La risposta da parte dei docenti e dei dirigenti scolastici è stata finora tiepida, probabilmente per timore di ulteriori repliche, ma anche per la mancanza di supporto da parte delle famiglie. Sorprendentemente, solo il 22% delle famiglie ha appoggiato la scuola nella denuncia formale dei comportamenti violenti dei propri figli.

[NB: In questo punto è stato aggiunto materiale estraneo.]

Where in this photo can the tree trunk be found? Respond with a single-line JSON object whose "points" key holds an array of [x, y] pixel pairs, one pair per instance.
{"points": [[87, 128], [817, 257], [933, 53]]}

La recente proposta normativa approvata dal Consiglio dei Ministri mira a cambiare questo scenario. La norma prevede, per le medie e le superiori, la sospensione degli studenti per uno-due giorni con un percorso di riflessione sulle conseguenze delle loro azioni, svolto all’interno della scuola. Se la sanzione dovesse superare i tre giorni, gli studenti saranno coinvolti in “attività di cittadinanza solidale”, in una specie di “servizio sociale” presso strutture convenzionate.

Inoltre, la condotta avrà un impatto significativo sul passaggio all’anno successivo e sull’accesso agli esami finali. Con una valutazione insufficiente in condotta, lo studente sarà automaticamente bocciato, mentre con un 6 pieno dovrà sostenere un esame di recupero focalizzato su temi di “Cittadinanza attiva e solidale”.